The Martian Chronicles by Ray Bradbury: It was the tail-end of the sixties, and my brother Larry took me up to Sonoma State U for the day. His girlfriend (now wife) was in class, so we set up camp in the library. Larry did some work of his own, and I got bored (as kid brothers will do). After awhile, Larry dipped into the card catalog, snatched a book from the stacks, and dropped it in front of me. "I think you might like this one," he said, and he wasn't wrong. Inside the library, it was quiet. Outside, sirens blared as a Vietnam War protest started up. I didn't hear much of it -- I was on Mars with Ray Bradbury.
The Dark Tower: The Gunslinger by Stephen King: A little more than ten years later, I was working in a library myself. I'd decided those were pretty cool places, and once I nailed down the corners on my college career I went to work at a small public branch out in Brentwood -- not the LA neighborhood, but a (then) mostly agricultural town in the California Delta. Brentwood's grown a lot in the time since I worked there, but in those days it fit the definition of sleepy. There were lots of fruit stands and pick-your-own produce orchards, and the only place in town to eat was the truck stop.
The library itself was pretty new. The break room was a nice little corner -- only problem was that no one could afford furniture for it, so what we had was someone's old patio set. I used to sit back there on a white mesh chaise lounge and read. I blasted through several early Stephen King novels while catching breaks or lunch -- including 'Salem's Lot -- and then one day I read about a new King book in one of the trade magazines. It was from a small publisher, and (if I remember correctly) the reviewer described it as Stephen King meets The Good, the Bad, & the Ugly.
Well, that was enough for me. I wanted that book. Only problem was, it was a little on the pricey side. I figured I'd keep my money in my pocket, see if I could track down a copy through inter-library loan (man, who knows what that book would be worth today if I'd snagged a first edition). Anyway, I was persistent. And that was a big plus in those pre-computer days, because inter-library loan involved forms with lots pages that were one step removed from carbon paper.
Wonder of wonders (and a few month later), I ended up with a copy of The Gunslinger.
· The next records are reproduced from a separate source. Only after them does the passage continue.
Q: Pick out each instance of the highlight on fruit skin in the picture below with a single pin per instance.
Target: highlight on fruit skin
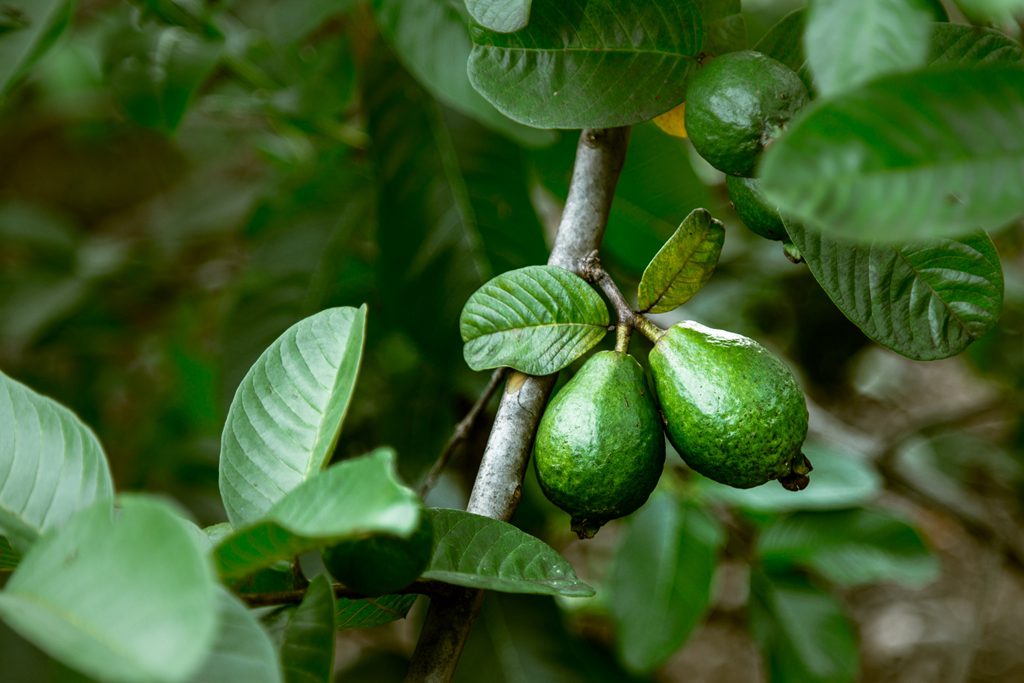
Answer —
(732, 410)
(600, 450)
(736, 103)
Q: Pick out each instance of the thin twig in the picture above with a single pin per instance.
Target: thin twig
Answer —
(462, 431)
(600, 155)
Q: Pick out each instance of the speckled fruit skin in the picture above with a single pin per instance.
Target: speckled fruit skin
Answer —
(738, 102)
(599, 449)
(381, 564)
(733, 411)
(754, 210)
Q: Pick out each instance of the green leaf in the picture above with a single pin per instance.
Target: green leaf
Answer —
(154, 72)
(590, 63)
(850, 43)
(537, 319)
(8, 556)
(850, 547)
(372, 611)
(925, 300)
(839, 480)
(957, 44)
(906, 157)
(500, 15)
(804, 633)
(307, 652)
(659, 586)
(52, 464)
(126, 596)
(431, 39)
(478, 552)
(287, 414)
(28, 29)
(349, 499)
(243, 650)
(683, 265)
(725, 29)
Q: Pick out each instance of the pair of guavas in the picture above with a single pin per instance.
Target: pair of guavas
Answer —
(731, 409)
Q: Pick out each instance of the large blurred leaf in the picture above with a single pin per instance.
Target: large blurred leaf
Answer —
(126, 596)
(307, 652)
(352, 498)
(287, 414)
(849, 43)
(590, 63)
(479, 552)
(154, 72)
(957, 44)
(51, 464)
(683, 265)
(906, 157)
(28, 29)
(537, 319)
(372, 611)
(431, 38)
(242, 651)
(850, 547)
(926, 300)
(521, 639)
(501, 15)
(659, 586)
(839, 480)
(804, 633)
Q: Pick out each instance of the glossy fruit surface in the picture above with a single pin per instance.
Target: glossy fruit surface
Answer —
(738, 102)
(381, 564)
(599, 447)
(733, 411)
(753, 208)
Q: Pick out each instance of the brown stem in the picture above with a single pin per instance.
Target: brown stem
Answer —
(462, 431)
(600, 155)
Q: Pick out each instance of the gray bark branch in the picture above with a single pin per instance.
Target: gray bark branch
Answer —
(600, 155)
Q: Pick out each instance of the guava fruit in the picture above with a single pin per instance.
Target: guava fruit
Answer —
(736, 103)
(599, 449)
(381, 563)
(732, 410)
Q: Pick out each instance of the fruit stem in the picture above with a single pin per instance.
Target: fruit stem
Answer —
(623, 334)
(647, 329)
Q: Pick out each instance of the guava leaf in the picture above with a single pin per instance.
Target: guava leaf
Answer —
(28, 29)
(906, 157)
(850, 547)
(537, 319)
(126, 595)
(659, 586)
(840, 480)
(154, 72)
(51, 465)
(307, 650)
(349, 499)
(957, 44)
(372, 611)
(683, 265)
(850, 43)
(431, 39)
(287, 414)
(500, 15)
(804, 632)
(590, 63)
(243, 650)
(479, 552)
(927, 300)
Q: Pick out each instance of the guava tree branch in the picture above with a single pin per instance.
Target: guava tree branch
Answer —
(600, 155)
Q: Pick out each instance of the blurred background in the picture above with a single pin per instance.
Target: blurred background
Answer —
(181, 180)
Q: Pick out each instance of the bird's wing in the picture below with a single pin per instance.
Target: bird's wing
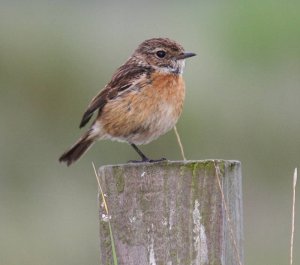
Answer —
(126, 77)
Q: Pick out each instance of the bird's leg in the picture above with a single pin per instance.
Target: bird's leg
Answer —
(144, 158)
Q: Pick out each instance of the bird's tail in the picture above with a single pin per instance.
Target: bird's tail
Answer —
(78, 149)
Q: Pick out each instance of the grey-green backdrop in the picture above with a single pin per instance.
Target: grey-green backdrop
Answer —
(242, 103)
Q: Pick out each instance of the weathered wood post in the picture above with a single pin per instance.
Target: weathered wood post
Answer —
(172, 213)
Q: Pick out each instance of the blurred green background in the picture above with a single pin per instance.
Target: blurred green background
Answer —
(242, 103)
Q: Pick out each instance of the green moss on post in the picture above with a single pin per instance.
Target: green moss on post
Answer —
(172, 213)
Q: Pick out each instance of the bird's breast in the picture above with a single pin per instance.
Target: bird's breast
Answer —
(143, 114)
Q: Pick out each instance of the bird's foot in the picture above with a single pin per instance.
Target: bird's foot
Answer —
(147, 160)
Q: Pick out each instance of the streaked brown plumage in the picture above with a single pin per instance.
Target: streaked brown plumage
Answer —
(143, 100)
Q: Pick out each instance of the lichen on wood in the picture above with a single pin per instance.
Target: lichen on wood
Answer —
(172, 212)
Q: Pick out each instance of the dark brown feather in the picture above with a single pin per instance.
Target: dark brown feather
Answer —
(77, 150)
(121, 81)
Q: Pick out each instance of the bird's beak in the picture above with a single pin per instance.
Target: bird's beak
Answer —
(185, 55)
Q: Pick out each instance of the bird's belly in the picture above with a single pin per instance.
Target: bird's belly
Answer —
(140, 117)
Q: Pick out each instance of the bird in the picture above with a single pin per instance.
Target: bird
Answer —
(143, 100)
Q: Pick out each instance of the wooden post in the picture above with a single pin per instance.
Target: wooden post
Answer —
(185, 212)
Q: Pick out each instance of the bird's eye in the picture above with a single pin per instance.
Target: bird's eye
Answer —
(161, 54)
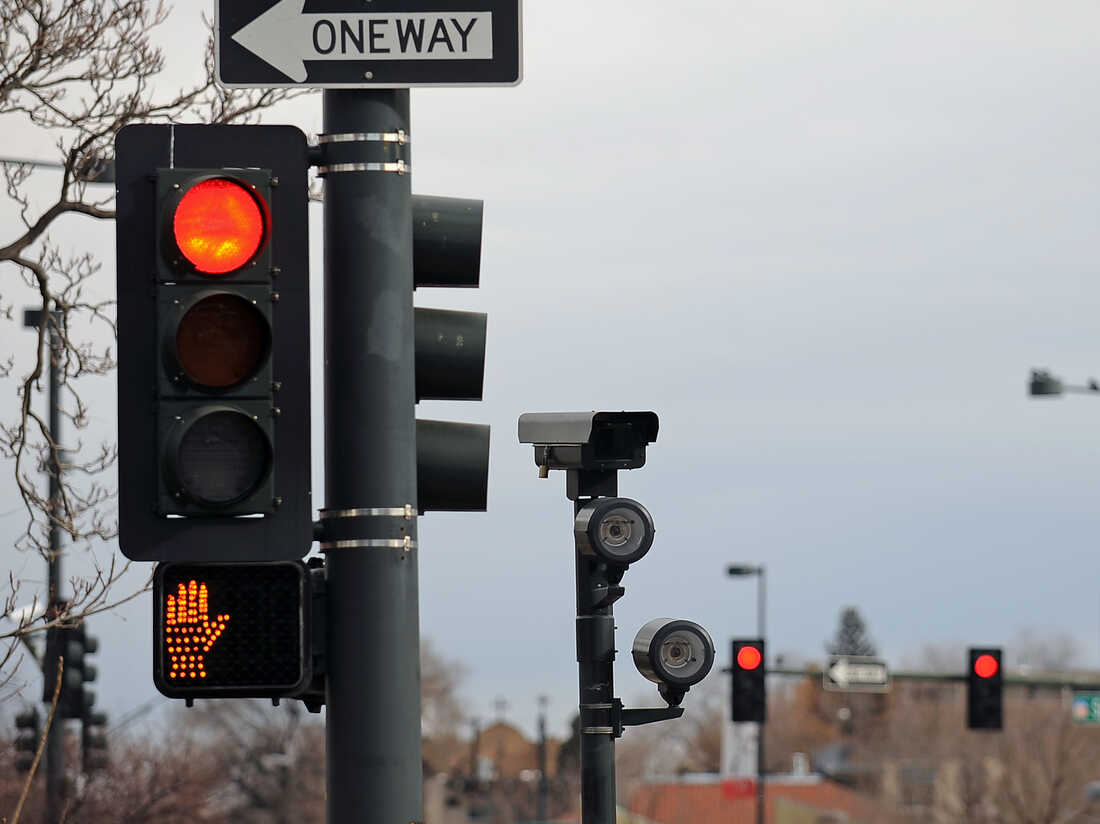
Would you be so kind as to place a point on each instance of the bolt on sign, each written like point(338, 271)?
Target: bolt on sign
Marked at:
point(397, 43)
point(231, 629)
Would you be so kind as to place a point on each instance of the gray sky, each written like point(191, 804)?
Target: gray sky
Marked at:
point(824, 243)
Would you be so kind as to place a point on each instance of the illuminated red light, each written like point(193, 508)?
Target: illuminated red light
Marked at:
point(749, 658)
point(986, 666)
point(218, 226)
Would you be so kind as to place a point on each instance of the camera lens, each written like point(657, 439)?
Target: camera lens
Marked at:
point(678, 652)
point(615, 530)
point(682, 654)
point(618, 530)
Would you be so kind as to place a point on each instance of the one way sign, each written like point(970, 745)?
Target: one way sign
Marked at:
point(352, 44)
point(856, 673)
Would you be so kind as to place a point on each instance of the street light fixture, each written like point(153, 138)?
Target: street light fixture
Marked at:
point(1045, 384)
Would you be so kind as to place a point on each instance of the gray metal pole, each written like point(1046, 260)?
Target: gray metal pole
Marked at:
point(373, 681)
point(543, 783)
point(595, 655)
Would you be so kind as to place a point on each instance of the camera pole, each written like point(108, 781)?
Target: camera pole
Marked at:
point(595, 657)
point(373, 679)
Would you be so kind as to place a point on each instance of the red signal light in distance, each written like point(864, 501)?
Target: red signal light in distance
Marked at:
point(986, 666)
point(749, 658)
point(219, 226)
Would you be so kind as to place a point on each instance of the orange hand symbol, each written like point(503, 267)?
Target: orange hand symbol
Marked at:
point(189, 629)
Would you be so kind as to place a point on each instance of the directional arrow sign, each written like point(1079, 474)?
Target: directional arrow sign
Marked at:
point(397, 43)
point(856, 673)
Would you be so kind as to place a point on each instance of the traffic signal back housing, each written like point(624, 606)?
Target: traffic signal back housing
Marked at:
point(748, 694)
point(213, 343)
point(985, 689)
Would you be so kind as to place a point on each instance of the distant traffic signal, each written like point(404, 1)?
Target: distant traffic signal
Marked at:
point(985, 689)
point(66, 646)
point(231, 629)
point(452, 459)
point(92, 740)
point(748, 694)
point(213, 343)
point(28, 737)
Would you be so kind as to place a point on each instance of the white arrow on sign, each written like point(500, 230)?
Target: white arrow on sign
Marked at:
point(846, 673)
point(285, 36)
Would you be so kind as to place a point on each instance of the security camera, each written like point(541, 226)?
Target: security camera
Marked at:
point(616, 530)
point(592, 440)
point(673, 654)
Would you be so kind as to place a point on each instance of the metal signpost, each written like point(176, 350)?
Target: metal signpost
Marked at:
point(856, 673)
point(388, 44)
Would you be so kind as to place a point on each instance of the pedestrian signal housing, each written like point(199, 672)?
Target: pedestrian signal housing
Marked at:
point(231, 629)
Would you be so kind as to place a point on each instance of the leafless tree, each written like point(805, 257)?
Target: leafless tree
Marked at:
point(76, 72)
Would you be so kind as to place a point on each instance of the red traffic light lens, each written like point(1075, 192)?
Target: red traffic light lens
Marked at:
point(222, 341)
point(749, 658)
point(219, 226)
point(986, 666)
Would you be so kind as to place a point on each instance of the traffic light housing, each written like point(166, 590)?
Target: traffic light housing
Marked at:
point(231, 629)
point(72, 644)
point(28, 738)
point(452, 459)
point(213, 343)
point(92, 740)
point(985, 692)
point(748, 694)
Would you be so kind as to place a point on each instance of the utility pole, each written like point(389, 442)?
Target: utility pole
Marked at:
point(372, 635)
point(55, 737)
point(543, 783)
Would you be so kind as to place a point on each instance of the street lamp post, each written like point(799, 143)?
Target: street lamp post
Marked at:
point(740, 570)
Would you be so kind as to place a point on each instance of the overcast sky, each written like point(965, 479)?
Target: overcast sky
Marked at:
point(825, 243)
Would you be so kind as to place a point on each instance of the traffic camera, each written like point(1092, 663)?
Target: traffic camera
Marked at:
point(616, 530)
point(674, 655)
point(596, 440)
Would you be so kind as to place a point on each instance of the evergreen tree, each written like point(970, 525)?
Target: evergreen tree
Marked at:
point(851, 637)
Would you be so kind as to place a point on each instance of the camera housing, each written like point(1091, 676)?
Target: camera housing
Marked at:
point(592, 440)
point(674, 654)
point(616, 530)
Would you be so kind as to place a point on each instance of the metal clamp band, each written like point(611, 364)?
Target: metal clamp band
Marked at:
point(408, 512)
point(406, 544)
point(399, 136)
point(399, 167)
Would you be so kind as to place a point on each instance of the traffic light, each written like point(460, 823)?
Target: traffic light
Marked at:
point(28, 738)
point(92, 740)
point(70, 644)
point(452, 459)
point(213, 343)
point(231, 629)
point(748, 695)
point(985, 689)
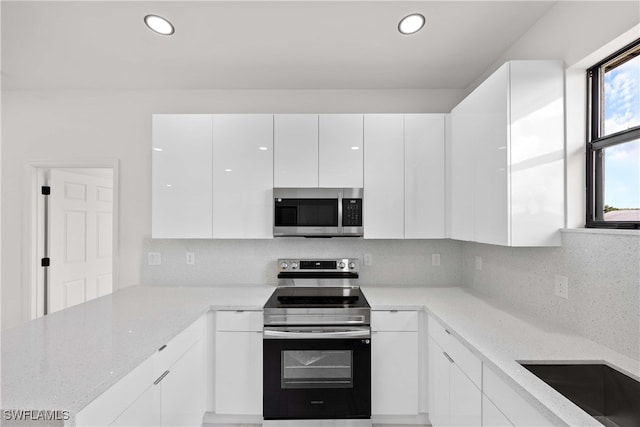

I sat in the break room and cracked the spine -- yep, that nice sharp sound told me no one had read this copy yet. That first sentence grabbed me by the collar and yanked me into King's world: The man in black fled across the desert, and the gunslinger followed.
I followed, too.
True Grit by Charles Portis: I read this one on a beach in Hawaii. Maui to be exact, on the dry side of the island. I had brought a beat-up retired library copy on vacation, the kind of book I'd snag so I wouldn't feel guilty about leaving it behind somewhere. I flipped to the first page sitting on a lounge not much different than the one at the Brentwood library, and I was mesmerized by the voice of Mattie Ross, a girl on the hunt for her father's killer with the aide of one crusty U. S. Marshall, Rueben "Rooster" Cogburn. Way I remember it, I didn't even make it into the water that afternoon...but I could smell gunpowder on the trade winds, and that was a memory worth keeping.